Por último, no quiero terminar este epígrafe sin citar,
aunque sea de paso, el Retrat de Mart, ratlla a ratlla (Retrato
a Marte, raya a raya, 2003), que para mí es una alusión a los
conflictos armados por los que pasa la sociedad actual a nivel
global, aunque esta referencia no viene tanto por el rostro
allí pintado como por la sugestión del título que, como en
otras ocasiones, se transforma en un elemento fundamental
para interpretar la obra. El dios de los guerreros es presentado
aquí en una visión novedosa, que se aparta de la tradición
iconográfica y nos lo acerca a las soluciones tribales,
primitivas, poderosas desde la brutalidad que en algunos casos
podíamos descubrir en los rostros de bronce de la serie El
laberint (El laberinto), como ya hemos mencionado antes. Creo, también, que la obra ha de conectarse con el Somni
finit de Mart (Sueño finito de Marte, 2003): el hieratismo de
ambas caras anuncia el poder terrible de la guerra. Los diferentes
trazos de Boix, que surcan o salpican aquellos rostros,
son un grito de protesta y de rechazo.
No insistiré en más casos concretos. Al fin y al cabo, el
recorrido por los rostros de esta serie evidencia una serie
de personajes de la mitología personal o colectiva del pintor,
y su mayor o menor grado de manipulación, de anulación
deliberada y ficticia siempre, a partir de la “imitación”
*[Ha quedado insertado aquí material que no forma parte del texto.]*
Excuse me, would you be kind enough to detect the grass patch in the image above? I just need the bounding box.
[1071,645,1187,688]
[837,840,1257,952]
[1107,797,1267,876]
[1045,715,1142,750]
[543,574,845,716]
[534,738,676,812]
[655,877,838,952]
—dibujo, también— de texturas matéricas e informalistas,
es una aportación personal de Boix que hace, de nuevo, una
reinterpretación de un recurso suyo antiguo: pinturas, barros,
yesos aplicados sobre los lienzos, pero también cortes
y desgarrones, que ya los podemos encontrar desde los años
80 en series como Acròstic. Aún, como novedad respecto a
los trabajos más inmediatos que han precedido a esta serie,
quiero remarcar la ausencia de escultura específica y complementaria,
cosa que venía siendo habitual, como ya hemos
visto. Quizá ello se deba al hecho que la pintura, el
dibujo, se ha convertido en más escultórico que nunca.